The macroeconomic turnaround: Stability, caution amid progress

The Daily Graphic applauds Ghana's remarkable strides in stabilising its exchange rate and fostering a more predictable foreign exchange market environment, marking a welcome departure from the turbulence of uncontrolled depreciation and market anxiety that plagued the nation in recent years. 

It is clear that the progress so far made seems more than just a fluke; it is backed by some solid economic fundamentals and policy efforts.

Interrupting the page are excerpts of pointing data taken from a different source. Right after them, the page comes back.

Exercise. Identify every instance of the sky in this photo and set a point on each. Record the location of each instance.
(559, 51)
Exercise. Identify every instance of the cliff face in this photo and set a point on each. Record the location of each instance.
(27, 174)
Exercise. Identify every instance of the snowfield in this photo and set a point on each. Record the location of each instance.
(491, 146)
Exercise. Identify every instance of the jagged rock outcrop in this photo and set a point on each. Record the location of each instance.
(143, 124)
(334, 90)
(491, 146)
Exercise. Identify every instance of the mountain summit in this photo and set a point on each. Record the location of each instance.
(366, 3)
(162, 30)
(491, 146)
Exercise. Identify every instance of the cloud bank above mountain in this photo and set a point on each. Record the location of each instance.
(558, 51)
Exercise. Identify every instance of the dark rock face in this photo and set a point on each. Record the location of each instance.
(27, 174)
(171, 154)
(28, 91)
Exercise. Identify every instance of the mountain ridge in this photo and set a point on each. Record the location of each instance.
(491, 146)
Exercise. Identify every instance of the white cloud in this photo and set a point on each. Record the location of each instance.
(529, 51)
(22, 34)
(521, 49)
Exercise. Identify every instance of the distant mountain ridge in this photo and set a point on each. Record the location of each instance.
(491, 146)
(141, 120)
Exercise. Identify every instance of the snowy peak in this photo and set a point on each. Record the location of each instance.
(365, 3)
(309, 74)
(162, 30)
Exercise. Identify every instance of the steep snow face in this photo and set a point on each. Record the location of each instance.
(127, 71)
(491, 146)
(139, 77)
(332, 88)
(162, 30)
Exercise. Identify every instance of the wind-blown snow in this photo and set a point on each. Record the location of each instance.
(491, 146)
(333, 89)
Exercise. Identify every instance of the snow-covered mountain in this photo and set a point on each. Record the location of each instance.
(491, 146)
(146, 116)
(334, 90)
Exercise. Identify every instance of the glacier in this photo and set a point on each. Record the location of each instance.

Speaking at the recent 2025 IMF-World Bank Annual Meetings in Washington, DC, the International Monetary Fund (IMF) Director for Africa, Abebe Aemro Selassie, underscored Ghana's progress, attributing the cedi's recent appreciation to improving economic fundamentals – a narrative resonating with optimism yet tempered by prudent caution.

Mr Selassie emphasised the criticality of balance — while Ghana's exchange rate stability reflects restored confidence and decelerating inflation, policymakers must vigilantly navigate the tightrope between price stability and external competitiveness.

"An excessively appreciated exchange rate can undermine export competitiveness," he cautioned, spotlighting the multifaceted nature of economic management.

Competitiveness hinges on myriad factors beyond currency valuation alone, but undue foreign exchange market interference risks injecting disruptive volatility into the country’s relatively shallow capital and foreign exchange markets.

Recall the fraught landscape of yesteryears — the economy grappled with daunting depreciation pressures intertwined with unresolved debt challenges.

Contrast this with today's encouraging tableau — inflation plummeting to 9.4 per cent in September 2025 (its first single-digit mark in four years), down dramatically from 54 per cent in December 2022.

Food inflation dipped to 11 per cent, non-food inflation eased to 8.2 per cent, a testament to concerted monetary policy and fiscal consolidation.

Ghana Statistical Service data reveal robust 6.3 per cent economic expansion in the second quarter of 2025, with non-oil gross domestic product (GDP) growth hitting 7.8 per cent – propelled by services and agriculture.

The Composite Index of Economic Activity rose 6.1 per cent in July, signalling sustained domestic demand vigour. 

Externally, Ghana boasts a $6.2 billion trade surplus (Jan-Aug 2025) and international reserves swelling to $10.7 billion – covering 4.5 months of imports.

The cedi’s 21 per cent year-to-date appreciation cements its global standing as a top performer.

Mr Selassie lauded Ghana’s policy framework credibility, noting the economy’s rightward trajectory.

Yet his words carry calibrated wisdom: in shallow markets such as Ghana’s, striking a balance is paramount – excessive interference spawns problems; identifying and minimising volatility ‘froth’ is key. 

The Trades Union Congress (TUC) rightly flags risks of exchange rate swings hurting exports/businesses.

Sustainability queries linger – Can Ghana maintain this stability amid import pressures and global headwinds?

Prudent debt management, dovetailing with the IMF programme, which ends in 2026, remains very pivotal.

We commend the government and the Bank of Ghana for their commitment to nurturing this stability oasis.

Macroeconomic management demands perpetual vigilance – balancing growth, inflation and competitiveness is not episodic but perpetual.

Credibility earned via sound policies must translate into tangible benefits for Ghanaians – job creation, poverty reduction, and inclusive growth.

Our country’s turnaround instils hope; its policy lessons merit regional attention.

With inflation single-digit, reserves bolstered, and growth humming, the nation readies itself for ‘life beyond’ its current IMF programme.

Mr Selassie’s counsel crystallises the path: calibrated policies safeguarding stability while nurturing competitiveness.

The Daily Graphic trusts our policymakers will stride this nuanced path steadfastly – the country’s economic resurgence beckons broader prosperity dividends.

Thankfully, we see an alignment of monetary policy and fiscal policy, which really bodes well for the economic stabilisation efforts.

The implication of this is that the Finance Ministry and the Bank of Ghana are singing from the same hymn sheet, which should be the case at all times.

As the country navigates post-programme dynamics, sustaining reform momentum appears non-negotiable.

International confidence is palpable; domestic stakeholders expect tangible socio-economic payoffs.

With prudent stewardship, Ghana’s macroeconomic oasis can morph into enduring prosperity – a beacon for Africa’s developmental aspirations.